Strategy 3 Considerations

  1. Key players to involve - Besides the purchasers who specialize in ICT procurement, it is essential to form a team of ICT managers from your organization. If at all possible, have a vendor meeting prior to issuing the RFP to get input from potential vendors.
  2. Staff training: Basic understanding of environmental life cycle assessment will be helpful but not essential. Staff will not need to know the math, or detail, of conducting one. However, it will be helpful for them to understand how to compare LCA results. For example, the concepts of “functional units” and “system boundaries” are basic to knowing what’s been included in the analysis and what has not, to ensure an “apples to apples” comparison. The American Center for Life Cycle Analysis can be a helpful source of training resources http://www.lcacenter.org/.
  3. Pair your efforts to reduce GHG footprint of services with internal conservation efforts to reduce unnecessary use of services where possible. For example, encourage employees to clean-out e-mail periodically.

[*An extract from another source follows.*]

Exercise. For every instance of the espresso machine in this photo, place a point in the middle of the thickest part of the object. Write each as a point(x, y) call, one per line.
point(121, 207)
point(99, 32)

  4. Address potential barriers / myths. For government, ICT can be one of an organization’s biggest carbon footprint procurement categories because information and communication is such a large part of what government does. Some may erroneously conclude that ICT should then be reduced, in order to lower overall emissions, and more paper should be used because paper doesn’t use electricity in its use phase. This is faulty logic. In most cases, using digital resources is environmentally preferable to creation of paper documents and publications. Use of ICT to decrease use of paper, decrease travel or improve logistics will result in a net carbon footprint reduction.